Google Sheets + XPath

XPath (XML Path Language) is a query language for obtaining nodes from a XML document (e.g., a website). You can read more about XPath and the query syntax here. In Google Sheets you can use the =IMPORTXML("[url]", "[XPath query]") function to use XPath to scrape a site's XML. As can be seen in the two images below, the two data sources had different ways of presenting the data, so I had to account for this when scraping the sites.

In the Government of Canada site, the data was separated by region in tables. There were 8 columns to represent the data.
In the FNHA site, the data was separated by advisory type ("Boil Water Advisory (BWA)" and "Do Not Consume (DNC)") in tables. Because of this, there were only 7 columns to represent the data.

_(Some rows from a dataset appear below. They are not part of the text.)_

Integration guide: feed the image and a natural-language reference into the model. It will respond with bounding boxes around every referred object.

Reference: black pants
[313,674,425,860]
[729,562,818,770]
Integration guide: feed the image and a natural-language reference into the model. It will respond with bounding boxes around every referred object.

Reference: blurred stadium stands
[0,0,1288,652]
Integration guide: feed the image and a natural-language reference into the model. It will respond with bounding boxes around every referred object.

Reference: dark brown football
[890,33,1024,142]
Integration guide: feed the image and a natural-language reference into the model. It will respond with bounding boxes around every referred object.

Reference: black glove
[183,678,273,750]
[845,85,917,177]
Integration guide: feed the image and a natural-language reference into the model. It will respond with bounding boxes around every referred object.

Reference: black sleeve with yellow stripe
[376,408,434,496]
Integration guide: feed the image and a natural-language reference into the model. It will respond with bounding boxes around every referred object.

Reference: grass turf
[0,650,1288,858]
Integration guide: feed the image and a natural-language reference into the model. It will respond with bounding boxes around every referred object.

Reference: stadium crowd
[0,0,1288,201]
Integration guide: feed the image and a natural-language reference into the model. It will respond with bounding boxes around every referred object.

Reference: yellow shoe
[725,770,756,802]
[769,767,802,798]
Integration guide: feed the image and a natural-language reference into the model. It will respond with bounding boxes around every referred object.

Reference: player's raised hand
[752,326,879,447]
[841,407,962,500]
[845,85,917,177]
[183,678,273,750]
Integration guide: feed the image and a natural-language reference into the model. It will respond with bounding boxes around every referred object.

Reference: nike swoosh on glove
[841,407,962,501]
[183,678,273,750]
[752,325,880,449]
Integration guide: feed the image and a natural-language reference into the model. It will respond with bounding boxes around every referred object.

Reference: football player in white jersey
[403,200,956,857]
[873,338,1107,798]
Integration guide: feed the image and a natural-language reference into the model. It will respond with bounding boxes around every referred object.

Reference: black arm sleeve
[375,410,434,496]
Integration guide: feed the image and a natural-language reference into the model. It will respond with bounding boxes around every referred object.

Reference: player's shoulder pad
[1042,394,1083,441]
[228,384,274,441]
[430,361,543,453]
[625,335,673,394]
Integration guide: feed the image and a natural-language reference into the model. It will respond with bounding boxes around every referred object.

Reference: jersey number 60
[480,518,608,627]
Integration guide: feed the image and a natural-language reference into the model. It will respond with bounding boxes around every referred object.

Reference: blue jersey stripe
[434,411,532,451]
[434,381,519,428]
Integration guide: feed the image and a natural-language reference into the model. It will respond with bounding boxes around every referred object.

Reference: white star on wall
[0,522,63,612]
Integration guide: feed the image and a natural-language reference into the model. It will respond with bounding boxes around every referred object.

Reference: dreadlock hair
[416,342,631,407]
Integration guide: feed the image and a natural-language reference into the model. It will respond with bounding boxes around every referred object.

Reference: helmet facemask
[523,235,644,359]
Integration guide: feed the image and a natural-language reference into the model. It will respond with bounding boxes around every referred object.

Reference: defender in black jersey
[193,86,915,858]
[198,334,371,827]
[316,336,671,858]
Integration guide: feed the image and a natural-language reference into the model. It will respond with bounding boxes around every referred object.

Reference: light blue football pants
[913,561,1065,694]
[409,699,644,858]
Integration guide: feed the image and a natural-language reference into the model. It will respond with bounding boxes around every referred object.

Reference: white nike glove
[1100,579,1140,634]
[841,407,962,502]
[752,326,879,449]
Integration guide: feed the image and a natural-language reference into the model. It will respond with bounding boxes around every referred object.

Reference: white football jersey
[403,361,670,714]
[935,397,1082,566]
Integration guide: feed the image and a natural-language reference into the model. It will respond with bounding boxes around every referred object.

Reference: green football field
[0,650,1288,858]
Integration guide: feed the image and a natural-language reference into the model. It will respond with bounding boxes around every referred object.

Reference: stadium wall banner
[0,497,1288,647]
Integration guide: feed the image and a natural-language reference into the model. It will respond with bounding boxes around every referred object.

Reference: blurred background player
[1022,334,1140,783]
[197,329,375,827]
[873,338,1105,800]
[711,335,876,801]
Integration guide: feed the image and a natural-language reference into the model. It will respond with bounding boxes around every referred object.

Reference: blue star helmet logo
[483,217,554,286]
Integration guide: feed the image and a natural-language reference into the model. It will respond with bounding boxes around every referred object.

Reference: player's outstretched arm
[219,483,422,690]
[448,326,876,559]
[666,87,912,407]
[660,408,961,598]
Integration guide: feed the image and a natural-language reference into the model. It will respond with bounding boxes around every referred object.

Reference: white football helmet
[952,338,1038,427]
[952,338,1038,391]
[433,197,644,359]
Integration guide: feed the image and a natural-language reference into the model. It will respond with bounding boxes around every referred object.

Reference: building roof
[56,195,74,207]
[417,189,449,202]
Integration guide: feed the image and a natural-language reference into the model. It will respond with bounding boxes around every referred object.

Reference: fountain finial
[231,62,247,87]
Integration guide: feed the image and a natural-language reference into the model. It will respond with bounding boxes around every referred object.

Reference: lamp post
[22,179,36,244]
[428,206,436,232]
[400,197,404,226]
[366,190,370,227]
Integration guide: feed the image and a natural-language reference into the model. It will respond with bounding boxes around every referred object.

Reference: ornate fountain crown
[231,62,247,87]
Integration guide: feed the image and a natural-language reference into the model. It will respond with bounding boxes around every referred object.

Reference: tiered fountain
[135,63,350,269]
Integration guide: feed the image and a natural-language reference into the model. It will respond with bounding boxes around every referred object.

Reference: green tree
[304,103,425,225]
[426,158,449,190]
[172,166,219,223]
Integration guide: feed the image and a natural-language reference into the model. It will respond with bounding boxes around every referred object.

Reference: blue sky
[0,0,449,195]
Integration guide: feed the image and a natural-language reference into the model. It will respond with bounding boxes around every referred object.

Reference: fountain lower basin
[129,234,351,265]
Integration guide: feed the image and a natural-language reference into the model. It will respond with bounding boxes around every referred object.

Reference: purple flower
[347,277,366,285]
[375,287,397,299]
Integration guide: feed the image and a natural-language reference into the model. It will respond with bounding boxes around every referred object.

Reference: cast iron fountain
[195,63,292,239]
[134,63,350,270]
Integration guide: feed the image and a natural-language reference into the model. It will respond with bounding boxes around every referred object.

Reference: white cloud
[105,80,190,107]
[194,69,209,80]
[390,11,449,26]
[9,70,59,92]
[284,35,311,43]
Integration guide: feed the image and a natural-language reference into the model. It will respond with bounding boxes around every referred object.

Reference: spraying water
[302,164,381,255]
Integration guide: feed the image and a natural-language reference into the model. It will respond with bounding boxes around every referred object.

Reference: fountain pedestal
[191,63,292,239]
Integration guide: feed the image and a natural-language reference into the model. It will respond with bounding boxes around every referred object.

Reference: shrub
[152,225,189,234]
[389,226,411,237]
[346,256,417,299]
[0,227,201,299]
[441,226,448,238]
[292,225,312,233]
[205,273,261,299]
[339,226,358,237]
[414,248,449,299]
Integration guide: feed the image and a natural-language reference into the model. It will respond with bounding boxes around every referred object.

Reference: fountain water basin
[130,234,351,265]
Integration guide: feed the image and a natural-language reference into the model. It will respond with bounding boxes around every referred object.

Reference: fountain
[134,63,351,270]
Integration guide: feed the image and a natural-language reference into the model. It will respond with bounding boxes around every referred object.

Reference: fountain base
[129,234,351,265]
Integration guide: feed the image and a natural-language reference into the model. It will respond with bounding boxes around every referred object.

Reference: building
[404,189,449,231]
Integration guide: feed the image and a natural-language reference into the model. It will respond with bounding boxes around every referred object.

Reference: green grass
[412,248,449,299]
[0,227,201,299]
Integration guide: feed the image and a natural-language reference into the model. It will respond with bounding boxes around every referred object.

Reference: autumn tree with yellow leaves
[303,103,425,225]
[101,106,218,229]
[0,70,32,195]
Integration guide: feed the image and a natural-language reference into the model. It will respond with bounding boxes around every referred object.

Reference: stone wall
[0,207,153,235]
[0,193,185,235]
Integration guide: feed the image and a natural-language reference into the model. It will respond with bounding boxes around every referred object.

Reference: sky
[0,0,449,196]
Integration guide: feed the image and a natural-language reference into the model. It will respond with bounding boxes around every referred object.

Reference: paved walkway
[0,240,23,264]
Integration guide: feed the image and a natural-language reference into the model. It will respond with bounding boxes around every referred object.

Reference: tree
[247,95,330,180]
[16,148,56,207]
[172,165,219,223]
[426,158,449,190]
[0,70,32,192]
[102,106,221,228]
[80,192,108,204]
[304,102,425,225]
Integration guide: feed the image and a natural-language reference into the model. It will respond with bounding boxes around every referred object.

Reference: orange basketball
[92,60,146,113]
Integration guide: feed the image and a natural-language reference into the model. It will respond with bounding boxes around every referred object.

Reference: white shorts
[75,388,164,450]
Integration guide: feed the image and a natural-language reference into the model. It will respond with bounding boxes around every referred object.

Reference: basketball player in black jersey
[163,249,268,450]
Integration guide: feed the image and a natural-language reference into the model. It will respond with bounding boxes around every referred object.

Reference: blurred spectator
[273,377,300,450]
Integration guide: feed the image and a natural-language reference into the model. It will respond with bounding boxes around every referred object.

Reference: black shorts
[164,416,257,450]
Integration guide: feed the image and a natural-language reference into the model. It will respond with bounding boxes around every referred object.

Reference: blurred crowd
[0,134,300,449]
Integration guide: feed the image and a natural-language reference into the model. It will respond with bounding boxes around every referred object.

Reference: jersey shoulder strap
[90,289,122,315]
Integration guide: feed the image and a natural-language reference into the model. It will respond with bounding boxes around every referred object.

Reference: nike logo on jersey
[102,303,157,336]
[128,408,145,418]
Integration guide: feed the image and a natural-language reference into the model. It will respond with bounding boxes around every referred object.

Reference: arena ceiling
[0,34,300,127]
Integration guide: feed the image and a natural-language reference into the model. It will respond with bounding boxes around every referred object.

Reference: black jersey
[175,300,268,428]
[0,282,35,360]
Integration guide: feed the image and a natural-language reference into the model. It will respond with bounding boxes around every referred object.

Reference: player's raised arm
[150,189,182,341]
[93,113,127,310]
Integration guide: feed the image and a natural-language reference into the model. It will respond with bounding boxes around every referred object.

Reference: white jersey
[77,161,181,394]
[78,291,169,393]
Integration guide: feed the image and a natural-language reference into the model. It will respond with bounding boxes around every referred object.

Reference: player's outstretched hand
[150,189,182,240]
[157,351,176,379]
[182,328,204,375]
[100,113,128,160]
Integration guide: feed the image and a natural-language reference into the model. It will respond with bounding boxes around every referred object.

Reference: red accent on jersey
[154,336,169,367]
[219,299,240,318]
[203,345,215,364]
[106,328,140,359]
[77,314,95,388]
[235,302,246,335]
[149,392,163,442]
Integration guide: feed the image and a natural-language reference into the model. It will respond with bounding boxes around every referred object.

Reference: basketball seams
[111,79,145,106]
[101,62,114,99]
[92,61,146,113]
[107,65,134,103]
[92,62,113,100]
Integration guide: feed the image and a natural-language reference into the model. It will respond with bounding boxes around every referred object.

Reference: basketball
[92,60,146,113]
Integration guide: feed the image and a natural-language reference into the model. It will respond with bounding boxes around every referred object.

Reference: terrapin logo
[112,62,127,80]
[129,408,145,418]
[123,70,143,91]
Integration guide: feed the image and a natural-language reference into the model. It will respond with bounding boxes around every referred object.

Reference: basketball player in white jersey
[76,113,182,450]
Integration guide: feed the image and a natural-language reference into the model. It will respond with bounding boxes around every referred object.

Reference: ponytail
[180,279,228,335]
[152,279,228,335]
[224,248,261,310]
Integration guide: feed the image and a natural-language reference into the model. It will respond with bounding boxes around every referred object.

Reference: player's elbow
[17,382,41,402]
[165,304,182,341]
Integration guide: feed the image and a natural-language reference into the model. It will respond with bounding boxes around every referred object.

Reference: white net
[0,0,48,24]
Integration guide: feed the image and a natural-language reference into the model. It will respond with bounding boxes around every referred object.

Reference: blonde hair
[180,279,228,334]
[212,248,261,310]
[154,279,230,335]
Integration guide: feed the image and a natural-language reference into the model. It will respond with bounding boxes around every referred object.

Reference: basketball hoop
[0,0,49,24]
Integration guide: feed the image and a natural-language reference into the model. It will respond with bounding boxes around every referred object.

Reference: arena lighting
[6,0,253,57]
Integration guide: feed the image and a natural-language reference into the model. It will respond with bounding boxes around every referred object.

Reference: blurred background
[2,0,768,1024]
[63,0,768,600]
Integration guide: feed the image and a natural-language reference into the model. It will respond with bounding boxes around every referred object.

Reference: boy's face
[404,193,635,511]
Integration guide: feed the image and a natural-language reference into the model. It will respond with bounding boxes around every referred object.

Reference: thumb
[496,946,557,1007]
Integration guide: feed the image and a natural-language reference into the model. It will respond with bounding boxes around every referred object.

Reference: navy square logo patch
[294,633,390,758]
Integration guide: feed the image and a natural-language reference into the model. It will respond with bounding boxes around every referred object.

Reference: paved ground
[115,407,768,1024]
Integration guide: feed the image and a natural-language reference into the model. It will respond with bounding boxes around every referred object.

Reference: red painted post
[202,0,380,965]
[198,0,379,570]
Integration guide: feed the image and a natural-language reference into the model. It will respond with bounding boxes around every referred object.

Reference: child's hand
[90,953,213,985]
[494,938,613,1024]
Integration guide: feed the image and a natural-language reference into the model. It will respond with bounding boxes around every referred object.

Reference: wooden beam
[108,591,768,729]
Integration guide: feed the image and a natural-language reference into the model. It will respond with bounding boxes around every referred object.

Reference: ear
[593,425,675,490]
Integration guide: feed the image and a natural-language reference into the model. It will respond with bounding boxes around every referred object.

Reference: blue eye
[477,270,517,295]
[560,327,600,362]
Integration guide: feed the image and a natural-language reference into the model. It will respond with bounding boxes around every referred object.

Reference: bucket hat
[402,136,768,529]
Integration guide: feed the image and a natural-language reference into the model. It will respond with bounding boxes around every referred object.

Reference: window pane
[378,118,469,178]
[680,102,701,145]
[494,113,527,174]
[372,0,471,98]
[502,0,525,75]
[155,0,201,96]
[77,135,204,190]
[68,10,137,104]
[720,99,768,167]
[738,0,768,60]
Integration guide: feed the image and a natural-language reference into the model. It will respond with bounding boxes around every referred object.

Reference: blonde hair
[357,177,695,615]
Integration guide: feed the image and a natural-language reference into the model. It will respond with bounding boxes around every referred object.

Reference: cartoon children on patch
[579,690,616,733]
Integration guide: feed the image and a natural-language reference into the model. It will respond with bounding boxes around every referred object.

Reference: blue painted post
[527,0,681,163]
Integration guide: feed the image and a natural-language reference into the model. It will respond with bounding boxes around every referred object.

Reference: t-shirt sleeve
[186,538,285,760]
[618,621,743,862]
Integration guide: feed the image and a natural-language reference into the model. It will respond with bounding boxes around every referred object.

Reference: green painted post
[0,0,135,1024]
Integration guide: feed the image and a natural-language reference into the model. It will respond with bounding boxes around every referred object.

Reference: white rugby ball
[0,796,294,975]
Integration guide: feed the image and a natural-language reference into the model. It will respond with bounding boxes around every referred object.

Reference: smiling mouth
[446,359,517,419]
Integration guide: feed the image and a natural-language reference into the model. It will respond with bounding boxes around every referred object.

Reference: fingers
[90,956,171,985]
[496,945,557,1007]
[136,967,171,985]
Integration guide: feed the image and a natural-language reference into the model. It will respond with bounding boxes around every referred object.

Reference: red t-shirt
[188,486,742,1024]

I used the following queries to scrape the data from the two different sources:

Basically the two queries pulled each site's tables' rows into the Google Sheet, so each tables' row was added as its own row into Google Sheets. I decided to create two separate sheets, one to scrape the Government of Canada data and the second one to scrape the FNHA data. That said, I needed only one sheet to import the data into JS with TableTop. Since FNHA data was smaller, I decided to clean the data its separate sheet to match the Government of Canada's data, and then import the cleaned FNHA data into the same sheet as the Government of Canada data using the =query() function. (It would have been nice if the two different sources released their data in the same format, because then these steps would not have been necessary. This is why data standards are valuable!). Also, I wanted to make the data cleaning as automated as possible with Google Sheet functions because data is automatically scraped from the sites into the Google Sheets with the XPath queries.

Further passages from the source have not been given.